I am traveling to Istaravshan to conduct recruiting of students for the US Government, and I resent it. I don't want to be here in the hinterland of Tajikistan. I don't enjoy my job. I'm not interested in meeting new people. I want to brick off my balcony. I don't want to wander around some dusty town in the middle of Ramadan with all the shops and restaurants closed, being stared at and having "hello" shouted at me in weird cartoon voices. I'm not keen on eating hard-boiled eggs and raisins in some grotty hotel room because there's nothing to be had in this fasting country whose future increasingly appears to be a dismal, fundamentalist Mohammedan past.
But the very fact of driving at night catches hold of me, and my mind, with most of the visual information subtracted by the dark of unlit highway, begins to juxtapose other trips at night in my mind, and I find myself remembering other travels, other places in-between. I remember the Great River Road - I am nineteen and getting out of the car to take a piss is an intimidating feat with the walls of impassable, hissing and creaking foliage closing hard in on the two-lane highway. I am twenty-two on an Amtrak train stopped on a siding and I awake in my uncomfortable coach seat to a field of fireflies, glow worms and stars that give the illusion of floating in space. I am twenty-seven in a taxi rushing back from a trip to Turkmenabat, and our driver is passing everything on the road and we're convinced we are going to die. I'm twenty-nine and on a train in southern Kazakhstan and the only light for miles on the empty steppe is a lonely whitewashed train station where a few figures bend and scuttle in the night living their impossible-seeming lives. The web of memory pulls these and other disparate threads together, sorting by levels of light and movement. I'm nineteen and crossing over the Santa Cruz mountains in a thunder storm. My vision is occluded, objects seen reduced to icons, and my memory comes alive. I slide along the 4th dimension of my life like a bead on a string necklace, dreaming with my eyes open.

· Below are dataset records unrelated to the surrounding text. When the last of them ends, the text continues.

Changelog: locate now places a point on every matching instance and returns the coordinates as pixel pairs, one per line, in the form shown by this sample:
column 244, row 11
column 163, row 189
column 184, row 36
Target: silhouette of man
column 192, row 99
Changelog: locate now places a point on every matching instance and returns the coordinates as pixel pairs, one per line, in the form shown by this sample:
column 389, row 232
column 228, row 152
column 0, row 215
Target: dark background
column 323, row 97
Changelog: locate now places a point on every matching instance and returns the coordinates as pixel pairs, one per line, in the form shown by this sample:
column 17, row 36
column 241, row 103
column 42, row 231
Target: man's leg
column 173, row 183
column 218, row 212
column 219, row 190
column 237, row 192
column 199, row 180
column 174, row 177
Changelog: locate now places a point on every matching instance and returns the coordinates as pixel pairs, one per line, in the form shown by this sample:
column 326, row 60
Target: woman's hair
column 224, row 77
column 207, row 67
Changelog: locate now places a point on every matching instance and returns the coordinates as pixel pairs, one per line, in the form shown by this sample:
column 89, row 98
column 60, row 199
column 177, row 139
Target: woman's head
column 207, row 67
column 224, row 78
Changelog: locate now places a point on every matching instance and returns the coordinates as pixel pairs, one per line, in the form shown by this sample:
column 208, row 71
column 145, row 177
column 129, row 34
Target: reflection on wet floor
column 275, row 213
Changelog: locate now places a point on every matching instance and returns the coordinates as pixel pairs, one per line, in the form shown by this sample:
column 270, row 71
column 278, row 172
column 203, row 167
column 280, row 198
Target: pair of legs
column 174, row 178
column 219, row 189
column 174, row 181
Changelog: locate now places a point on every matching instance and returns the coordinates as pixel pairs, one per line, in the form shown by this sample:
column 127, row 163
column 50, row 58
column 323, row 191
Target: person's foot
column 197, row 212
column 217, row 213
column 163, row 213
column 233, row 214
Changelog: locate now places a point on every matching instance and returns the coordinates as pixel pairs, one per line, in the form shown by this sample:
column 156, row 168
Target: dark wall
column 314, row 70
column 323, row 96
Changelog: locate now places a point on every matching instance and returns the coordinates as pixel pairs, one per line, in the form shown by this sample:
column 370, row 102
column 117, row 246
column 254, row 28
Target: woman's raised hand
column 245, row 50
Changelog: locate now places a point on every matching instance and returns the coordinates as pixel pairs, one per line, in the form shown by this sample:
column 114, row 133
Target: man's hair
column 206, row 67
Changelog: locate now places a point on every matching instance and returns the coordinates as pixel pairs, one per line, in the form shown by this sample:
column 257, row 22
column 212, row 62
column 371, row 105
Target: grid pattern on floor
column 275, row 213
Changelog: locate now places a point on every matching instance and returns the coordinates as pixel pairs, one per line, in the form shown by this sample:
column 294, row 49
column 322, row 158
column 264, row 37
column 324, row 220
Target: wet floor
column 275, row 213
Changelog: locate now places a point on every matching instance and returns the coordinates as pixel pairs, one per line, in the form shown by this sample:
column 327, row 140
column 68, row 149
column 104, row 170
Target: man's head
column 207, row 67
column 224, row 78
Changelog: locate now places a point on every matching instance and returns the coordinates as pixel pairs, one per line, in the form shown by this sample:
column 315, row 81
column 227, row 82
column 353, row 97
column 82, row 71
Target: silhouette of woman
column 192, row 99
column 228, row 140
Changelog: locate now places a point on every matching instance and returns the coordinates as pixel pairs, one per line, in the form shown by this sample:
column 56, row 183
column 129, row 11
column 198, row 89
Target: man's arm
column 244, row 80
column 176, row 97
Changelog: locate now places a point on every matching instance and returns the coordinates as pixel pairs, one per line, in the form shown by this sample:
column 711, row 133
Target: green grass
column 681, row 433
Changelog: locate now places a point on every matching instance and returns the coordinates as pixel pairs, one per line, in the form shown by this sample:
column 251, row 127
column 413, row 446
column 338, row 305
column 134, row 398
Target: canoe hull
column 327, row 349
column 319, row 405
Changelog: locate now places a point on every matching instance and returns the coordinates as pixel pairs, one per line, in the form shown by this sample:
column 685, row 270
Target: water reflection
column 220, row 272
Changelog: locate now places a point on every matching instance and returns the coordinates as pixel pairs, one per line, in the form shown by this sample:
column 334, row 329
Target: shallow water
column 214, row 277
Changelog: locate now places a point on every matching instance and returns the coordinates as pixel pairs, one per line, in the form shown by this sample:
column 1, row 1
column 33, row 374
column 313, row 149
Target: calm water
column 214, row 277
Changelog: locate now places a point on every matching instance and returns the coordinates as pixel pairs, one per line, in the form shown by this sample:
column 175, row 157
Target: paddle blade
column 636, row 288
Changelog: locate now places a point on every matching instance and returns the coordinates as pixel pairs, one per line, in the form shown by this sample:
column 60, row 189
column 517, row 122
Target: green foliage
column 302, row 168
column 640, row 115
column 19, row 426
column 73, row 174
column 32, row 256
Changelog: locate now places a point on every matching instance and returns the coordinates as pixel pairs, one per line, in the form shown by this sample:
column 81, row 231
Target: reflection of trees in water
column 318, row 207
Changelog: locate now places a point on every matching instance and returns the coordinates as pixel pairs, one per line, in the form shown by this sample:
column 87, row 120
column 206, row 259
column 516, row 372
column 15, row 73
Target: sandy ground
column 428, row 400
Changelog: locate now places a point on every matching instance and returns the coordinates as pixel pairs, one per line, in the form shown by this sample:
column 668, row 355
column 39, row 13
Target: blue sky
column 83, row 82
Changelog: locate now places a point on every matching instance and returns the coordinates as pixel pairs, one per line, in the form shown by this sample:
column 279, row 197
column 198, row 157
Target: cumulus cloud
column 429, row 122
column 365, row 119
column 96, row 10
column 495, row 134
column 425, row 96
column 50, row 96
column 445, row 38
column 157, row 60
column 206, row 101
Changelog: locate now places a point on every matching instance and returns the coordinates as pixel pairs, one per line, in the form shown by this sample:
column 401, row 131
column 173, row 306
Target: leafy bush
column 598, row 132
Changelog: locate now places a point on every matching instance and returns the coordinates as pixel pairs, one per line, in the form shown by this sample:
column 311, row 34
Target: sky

I have become more afraid, lately, of vehicular travel. I had thought this was because I feel my luck is running out. After all, how many battered airplanes can one fly in before one of them drops from the sky? How many daredevil taxi rides through the dark before one goes tumbling into a ditch? But now, comparing all these memories, I decide it is because I have much more to live for. Never before have I felt needed in the way I do now, or cared for. Where once I was a young and callow man almost as light and unattached as a gas, with little to lose but myself, I am now a solid, with a feeling of rootedness in something. It is a strange and a new feeling, and there may be nothing so fear-inspiring.
We pass a gas station shaped like a UFO, completely empty and abandoned-looking, and yet lit-up against the darkness, a noir set waiting for its scene. The even, identical rows of trees planted along the side of the road have, over the years, died into a random pattern. All of the survivors are now twisted into shapes of their own. A traffic cop is drinking tea at a child's desk on the side of the road, the gate of his checkpoint lit up with red Christmas lights. We drive around the gate, slowing but not stopping. He tips his enormous hat to us and returns to his tea. We have arrived in the middle of nowhere, and safely.